The Indel identification tool set consisted of Pindel, Strelka and VarScan2, three somatic mutation identification tools.
The comparative filtration is that: for SNV, SNV was identified in at least two of five tools; identifying, for indels, indels in at least two of the three tools; for the two types of mutations, the sequencing coverage depth in the normal sample is not less than 8, and the sequencing coverage depth in the tumor sample is not less than 10.
The reliable somatic mutation results obtained by the combination are as follows: and combining the SNV and Indel obtained by comparative filtration to obtain the final reliable mutation.
Examples of the applications
The method is used for carrying out process development by using Bash (Bourne-Again Shell) language, and the obtained tool consists of the following modules:
a main control module: is a bash script. The main function is to call each mutation identification module to carry out mutation identification and integrate mutation results. When each mutation identification module is called, computing resources (threads) are proportionally allocated according to the running time of each mutation identification tool, so that a plurality of tools run and finish at adjacent time as far as possible (as long as any tool does not run and finish, the downstream steps cannot be continued). The parameters that the program can specify include: output catalog, bus number, whether it is whole genome sequencing. The input files required by the program include: reference genomic sequence, dbSNP locus file, COSMIC locus file, GATK toolkit file path, VarScan2 toolkit file path, and sample information file. Wherein, the sample information file is a table file, and comprises 5 columns: tumor sample name, tumor sample alignment result BAM file, normal control sample name, normal control sample alignment result BAM file and capture region file used in sequencing (whole genome sequencing may not be specified).
A mutation identification module: the mutation identification module refers to a bash script corresponding to each mutation identification tool.

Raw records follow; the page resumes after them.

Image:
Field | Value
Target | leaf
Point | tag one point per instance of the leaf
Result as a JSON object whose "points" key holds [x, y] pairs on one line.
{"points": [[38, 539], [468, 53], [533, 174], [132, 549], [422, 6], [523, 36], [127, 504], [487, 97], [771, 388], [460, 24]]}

The MuSE tool is taken as an example for explanation. The "MuSE identification SNV module" includes the MuSE standard analysis flow, sequencing depth filtering (vccffilter. pl script), mutation frequency mapping (hist. r script). Wherein the standard analysis flow is different in each mutation identification tool, and the filtering condition and the drawing pattern of the sequencing depth filtering and mutation frequency drawing in each tool are kept consistent.
Mutation integration module: the mutation integration module is used for integrating the mutations obtained by each tool in the mutation identification module by using integration.pl, setting a filtering condition for mutation screening, and finally obtaining a reliable somatic mutation list in a format of VCF (variant Call Format) and TSV (Tab-separated Values).
The invention uses SNV identification tool group and Indel identification tool group for simultaneous identification, and comprehensively uses a plurality of mutation identification tools to achieve the purpose of simultaneously reducing false positive and false negative during mutation identification, thereby realizing the accurate identification of somatic mutation, applying the comprehensive strategy for identifying somatic mutation to a test tool to be used for production, and having high application value.
The above description is only for the specific embodiments of the present invention, and not limited thereto, and any person skilled in the art can easily conceive of the changes or substitutions within the technical scope of the present invention, and all the changes or substitutions should be covered within the protection scope of the present invention.